Canine influenza, a highly contagious and sometimes deadly disease, has been found in seven states this year, raising concerns diat it could cause an epidemic in pet stores, boarding kennels, veterinary clinics, animal shelters and dog racing tracks.
The virus, a mutation of an influenza strain that affects horses, spreads most easily where dogs are housed together, but also can be transmitted on the street, from dog runs or through human interaction between sick and healthy dogs, according to researchers at the University of Florida's College of Veterinary Medicine (Gainesville).
Infection by this newly emerging respiratory pathogen causes symptoms similar to kennel cough, and is commonly mistaken for infections caused by Bordetella bronchiseptica or parainfluenza.
All dogs, regardless of breed or age, are susceptible to this new virus because they have no naturally acquired or vaccine induced immunity.
While virtually 100 percent of dogs exposed to the virus become infected, 80 percent will show only mild clinical signs.
The milder canine influenza syndrome causes a cough that persists for 10 to 21 days, despite therapy with antibiotics and cough suppressants.
Most dogs develop a soft, moist cough, while others develop a dry cough similar to that caused by Bordetella bron-chiseptica or parainfluenza infection. Many dogs also have purulent nasal discharge and a low-grade fever.
In the more severe canine influenza syndrome, the dog may show clinical signs of pneumonia, such as a high fever and increased respiratory rate and effort.
Fatal cases of pneumonia have been documented, particularly among racing greyhounds. However, experts say that the fatality rate is low—about 1 percent to 5 percent.
The virus is spread through aerosolized respiratory secretions, contaminated objects and even by people moving back and forth between infected and uninfected dogs.
Because the virus is so contagious, pet stores, boarding kennels, shelters and veterinary clinics should use isolation protocols for any dog showing symptoms of kennel cough.
In addition, researchers believe, care takers probably can kill the virus by using routine disinfectants, such as quaternary ammoniums and 10 percent bleach solutions. There is no vaccine for canine influenza virus at this time.
Diagnosing Canine Flu
A new test allows veterinarians to accurately diagnose canine influenza.
A test similar to that used to detect avian flu and severe acute respiratory syndrome (SARS) in humans now is available to diagnose the highly contagious canine influenza virus that may well spread throughout the United States.

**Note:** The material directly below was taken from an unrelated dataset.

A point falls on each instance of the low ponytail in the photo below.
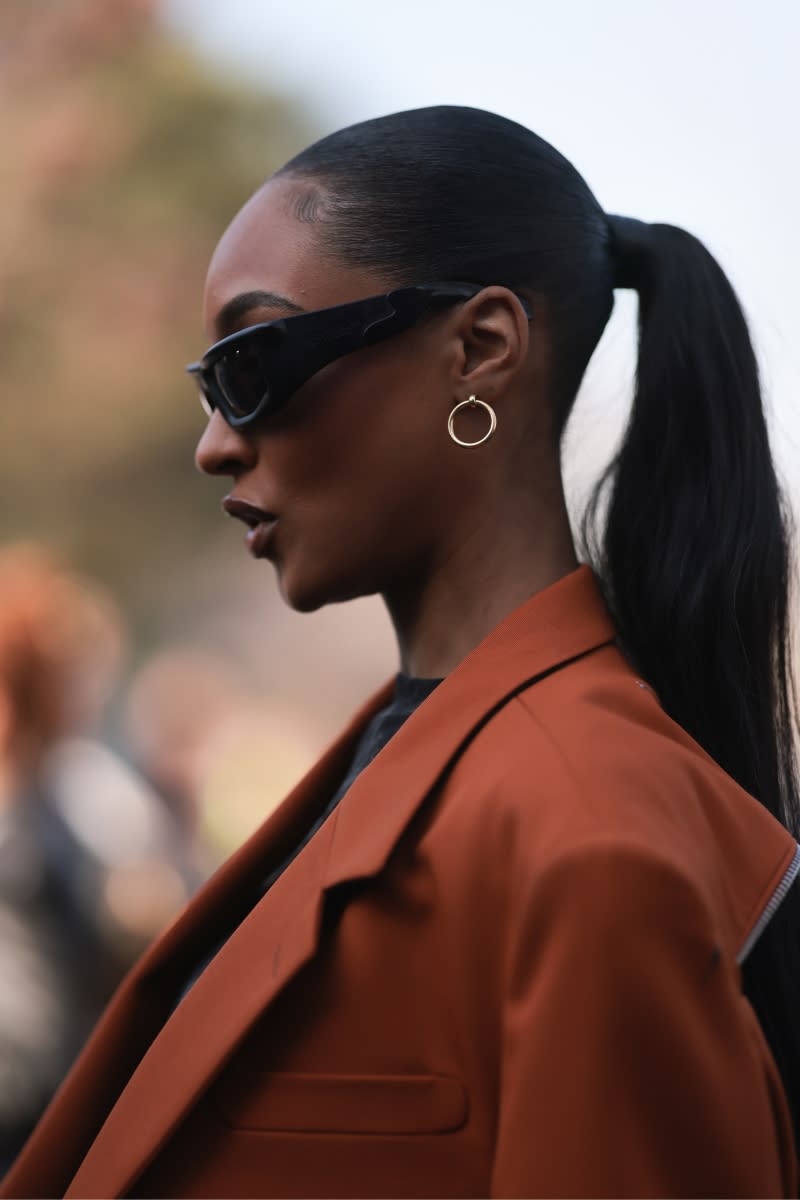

Developed by Genesentinel (San Diego), a subsidiary of Allerca Inc., the test uses DNA technology to rapidly and accurately detect the disease in dogs.
As of today, canine influenza has been diagnosed in 18 states, although it is presumed to be present in many more states.

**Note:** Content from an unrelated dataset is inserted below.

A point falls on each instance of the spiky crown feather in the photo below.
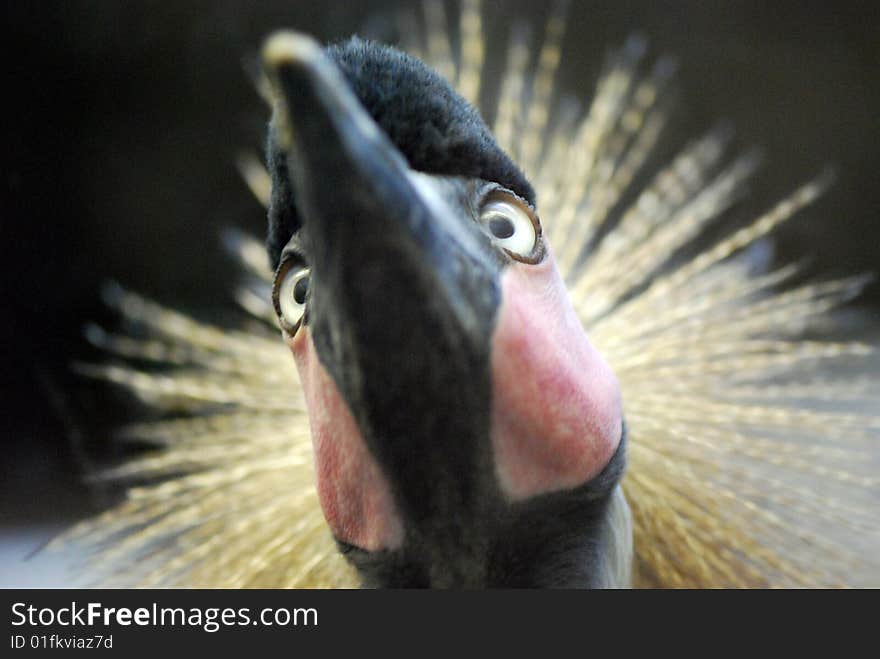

Early numbers suggest that one in 100 infected dogs will die. However, some researchers have placed the figure as high as one in 10, and the number could be higher due to the mis diagnosis of the virus as kennel cough.
Symptoms generally appear two to five days after a dog is exposed to the virus and, of those infected, 20 percent show no signs of the disease.
Early diagnosis using our Genesentinel test is critical in order to quarantine and treat the infected dog. There is no vaccination available at this time.
Canine influenza produces flulike symptoms including sneezing, coughing and high fevers. Nearly 100 percent of dogs exposed to the virus become infected, regardless of age or vaccination history.
The disease is spread through the air and by physical contact. Dogs are particularly susceptible to contracting the virus in places such as shelters, kennels, boarding facilities, parks, racetracks and dog shows.